Kernels for graphs

These are convolution kernels for graphs. To use one of these, when initializing the model, set kernel_choice = 'kernel name', e.g. kernel_choice = "GraphRBF".

Graph Kernels
Kernel Name	Description	kernel_settings
GraphRBF	Compares graphs by averaging over an RBF kernel applied pairwise to all node representations in the two graphs.	“averaging”: str One of ‘none’, ‘sqrt’, ‘full’. See below. “intercept”:bool
GraphMatern	Compares graphs by averaging over a Matern kernel applied pairwise to all node representations in the two graphs.	“averaging”: str One of ‘none’, ‘sqrt’, ‘full’. See below. “matern_nu”:float “intercept”:bool
GraphCauchy	Compares graphs by averaging over a Cauchy kernel applied pairwise to all node representations in the two graphs.	“averaging”: str One of ‘none’, ‘sqrt’, ‘full’. See below. “intercept”:bool

Consider a graph where each node has an associated set of features. GraphRBF compares two graphs A and B by taking each node in graph A and evaluating an RBF kernel across that node vs each node in graph B. GraphMatern and GraphCauchy do the same thing, except using Cauchy or Matern kernels. A naive implementation would have quadratic scaling in the size of the graph; in xGPR, we implement these kernels with a “trick” that results in linear scaling with graph size and number of datapoints.

These convolution kernels can be slower than fixed-vector input kernels, especially for large graphs, because to limit memory use, the convolutions are performed in batches (rather than all at once).

When using any of these kernels, you are required to supply sequence_lengths when building a dataset or doing inference. This is the number of nodes in each graph. xGPR uses this information to mask out any zero-padding you may have applied to make all the graphs the same size.

Note that all three offer averaging as an option.

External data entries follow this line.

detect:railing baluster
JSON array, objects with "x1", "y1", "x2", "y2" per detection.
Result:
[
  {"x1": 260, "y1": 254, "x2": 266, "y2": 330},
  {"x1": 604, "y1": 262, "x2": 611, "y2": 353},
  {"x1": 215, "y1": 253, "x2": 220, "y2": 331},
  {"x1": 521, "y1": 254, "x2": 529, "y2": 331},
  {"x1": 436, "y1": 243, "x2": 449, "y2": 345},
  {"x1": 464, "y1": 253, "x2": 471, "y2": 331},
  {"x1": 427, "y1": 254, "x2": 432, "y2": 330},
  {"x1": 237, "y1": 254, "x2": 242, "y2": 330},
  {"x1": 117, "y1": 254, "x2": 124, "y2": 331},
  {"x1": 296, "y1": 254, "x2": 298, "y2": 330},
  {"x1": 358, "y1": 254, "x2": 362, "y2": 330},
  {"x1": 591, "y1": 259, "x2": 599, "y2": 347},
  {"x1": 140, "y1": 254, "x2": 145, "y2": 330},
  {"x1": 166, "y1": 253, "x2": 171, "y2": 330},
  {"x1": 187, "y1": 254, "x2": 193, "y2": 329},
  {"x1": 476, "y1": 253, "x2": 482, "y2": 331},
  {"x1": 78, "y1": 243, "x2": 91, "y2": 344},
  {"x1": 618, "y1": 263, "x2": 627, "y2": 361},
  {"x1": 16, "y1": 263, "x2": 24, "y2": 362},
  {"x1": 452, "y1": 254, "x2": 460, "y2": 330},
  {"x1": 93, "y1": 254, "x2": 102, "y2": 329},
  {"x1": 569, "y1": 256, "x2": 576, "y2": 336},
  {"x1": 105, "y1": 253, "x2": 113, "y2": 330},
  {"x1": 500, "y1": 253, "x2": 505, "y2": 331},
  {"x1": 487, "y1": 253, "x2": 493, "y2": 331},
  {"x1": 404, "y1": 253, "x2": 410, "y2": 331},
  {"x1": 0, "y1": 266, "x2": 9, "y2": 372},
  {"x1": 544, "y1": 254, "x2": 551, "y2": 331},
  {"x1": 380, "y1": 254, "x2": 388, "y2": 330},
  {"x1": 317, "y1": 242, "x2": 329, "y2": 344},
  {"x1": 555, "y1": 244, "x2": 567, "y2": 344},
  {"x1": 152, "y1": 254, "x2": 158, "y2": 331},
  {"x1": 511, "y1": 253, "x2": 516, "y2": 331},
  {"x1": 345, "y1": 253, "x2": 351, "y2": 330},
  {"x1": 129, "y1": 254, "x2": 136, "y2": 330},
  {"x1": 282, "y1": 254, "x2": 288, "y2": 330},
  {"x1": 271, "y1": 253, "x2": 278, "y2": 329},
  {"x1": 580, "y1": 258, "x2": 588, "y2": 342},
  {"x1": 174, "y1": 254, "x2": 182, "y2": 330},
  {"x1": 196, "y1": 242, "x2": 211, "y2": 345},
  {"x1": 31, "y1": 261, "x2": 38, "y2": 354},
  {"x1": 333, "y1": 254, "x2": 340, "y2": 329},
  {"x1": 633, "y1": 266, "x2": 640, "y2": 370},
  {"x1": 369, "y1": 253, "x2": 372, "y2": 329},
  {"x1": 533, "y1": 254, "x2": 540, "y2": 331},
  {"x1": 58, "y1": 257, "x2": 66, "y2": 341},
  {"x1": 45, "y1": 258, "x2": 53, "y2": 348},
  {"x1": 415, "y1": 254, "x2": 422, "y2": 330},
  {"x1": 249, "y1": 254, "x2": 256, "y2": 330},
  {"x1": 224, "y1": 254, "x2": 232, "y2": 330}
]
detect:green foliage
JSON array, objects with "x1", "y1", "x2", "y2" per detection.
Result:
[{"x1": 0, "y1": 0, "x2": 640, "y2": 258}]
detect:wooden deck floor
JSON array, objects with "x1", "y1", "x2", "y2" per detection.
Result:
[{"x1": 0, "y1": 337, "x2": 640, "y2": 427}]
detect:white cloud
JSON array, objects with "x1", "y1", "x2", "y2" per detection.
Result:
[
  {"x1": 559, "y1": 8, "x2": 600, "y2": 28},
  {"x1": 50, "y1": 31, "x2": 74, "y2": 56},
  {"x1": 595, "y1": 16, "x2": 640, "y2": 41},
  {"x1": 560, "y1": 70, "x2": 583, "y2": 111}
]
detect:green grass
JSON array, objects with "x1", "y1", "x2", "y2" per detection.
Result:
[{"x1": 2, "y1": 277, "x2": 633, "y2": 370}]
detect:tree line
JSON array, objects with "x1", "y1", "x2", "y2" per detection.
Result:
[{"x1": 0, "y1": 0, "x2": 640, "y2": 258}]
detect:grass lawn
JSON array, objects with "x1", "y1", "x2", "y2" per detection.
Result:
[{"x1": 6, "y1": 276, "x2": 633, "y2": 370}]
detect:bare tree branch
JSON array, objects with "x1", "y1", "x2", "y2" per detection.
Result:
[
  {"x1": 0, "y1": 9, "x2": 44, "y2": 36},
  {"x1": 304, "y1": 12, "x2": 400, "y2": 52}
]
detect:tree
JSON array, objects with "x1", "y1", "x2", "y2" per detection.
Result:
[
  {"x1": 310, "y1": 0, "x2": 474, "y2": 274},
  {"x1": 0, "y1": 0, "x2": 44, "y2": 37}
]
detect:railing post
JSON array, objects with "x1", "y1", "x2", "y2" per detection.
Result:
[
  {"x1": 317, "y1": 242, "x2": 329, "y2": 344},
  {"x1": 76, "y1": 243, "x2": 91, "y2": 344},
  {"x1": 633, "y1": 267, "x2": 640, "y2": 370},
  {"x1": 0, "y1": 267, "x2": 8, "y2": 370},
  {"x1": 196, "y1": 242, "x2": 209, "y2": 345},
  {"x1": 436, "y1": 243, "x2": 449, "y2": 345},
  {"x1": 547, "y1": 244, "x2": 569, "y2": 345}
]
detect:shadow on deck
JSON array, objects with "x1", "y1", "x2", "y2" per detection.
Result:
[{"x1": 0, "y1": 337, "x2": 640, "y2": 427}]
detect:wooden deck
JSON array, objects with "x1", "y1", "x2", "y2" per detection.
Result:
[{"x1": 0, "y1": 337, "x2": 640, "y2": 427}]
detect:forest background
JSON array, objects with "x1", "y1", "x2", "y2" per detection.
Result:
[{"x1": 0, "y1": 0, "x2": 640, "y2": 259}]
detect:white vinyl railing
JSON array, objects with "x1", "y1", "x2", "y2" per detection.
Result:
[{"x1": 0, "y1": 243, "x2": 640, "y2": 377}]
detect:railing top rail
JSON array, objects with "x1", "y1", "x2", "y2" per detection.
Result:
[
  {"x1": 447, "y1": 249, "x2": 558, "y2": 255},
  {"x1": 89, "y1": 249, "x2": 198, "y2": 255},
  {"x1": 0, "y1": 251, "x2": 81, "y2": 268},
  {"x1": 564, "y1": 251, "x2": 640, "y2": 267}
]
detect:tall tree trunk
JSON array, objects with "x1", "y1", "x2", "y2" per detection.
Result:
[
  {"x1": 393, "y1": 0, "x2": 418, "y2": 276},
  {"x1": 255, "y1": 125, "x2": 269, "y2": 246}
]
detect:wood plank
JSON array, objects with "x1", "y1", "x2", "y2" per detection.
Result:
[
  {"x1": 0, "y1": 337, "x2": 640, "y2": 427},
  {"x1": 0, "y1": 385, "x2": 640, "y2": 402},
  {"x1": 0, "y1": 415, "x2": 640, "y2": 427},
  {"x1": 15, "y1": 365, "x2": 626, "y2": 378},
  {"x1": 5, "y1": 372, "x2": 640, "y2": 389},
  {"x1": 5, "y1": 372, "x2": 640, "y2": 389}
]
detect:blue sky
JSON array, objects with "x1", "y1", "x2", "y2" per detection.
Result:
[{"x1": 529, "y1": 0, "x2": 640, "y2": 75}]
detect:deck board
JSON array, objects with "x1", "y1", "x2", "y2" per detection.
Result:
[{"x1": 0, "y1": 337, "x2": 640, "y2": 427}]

What this means is as follows. The GraphRBF kernel computes the similarity of two graphs with \(L_1\) nodes in graph 1, \(L_2\) nodes in graph 2 as:

\[k(x_1, x_2) = \sum_i^{L_1} \sum_j^{L_2} e^{\sigma ||x_1[i] - x_2[j]||^2}\]

Cauchy and Matern are the same except with Cauchy and Matern kernels substituted.

Notice this is actually performing \(L_1 * L_2\) node comparisons between the two, so the result will be larger when the graphs are larger. We can compensate for this by dividing by \(L_1 * L_2\), which is full averaging, or dividing by \(\sqrt{L_1 * L_2}\), which is sqrt averaging. Averaging is helpful if the property you are trying to predict does not depend on graph size. It is counterproductive if graph size actually is important.

Usually the validation set performance difference between GraphMatern, GraphCauchy and GraphRBF is small; if this is your primary concern, we recommend defaulting to GraphRBF and experimenting with the others if desired to see if some small further performance achievement can be obtained.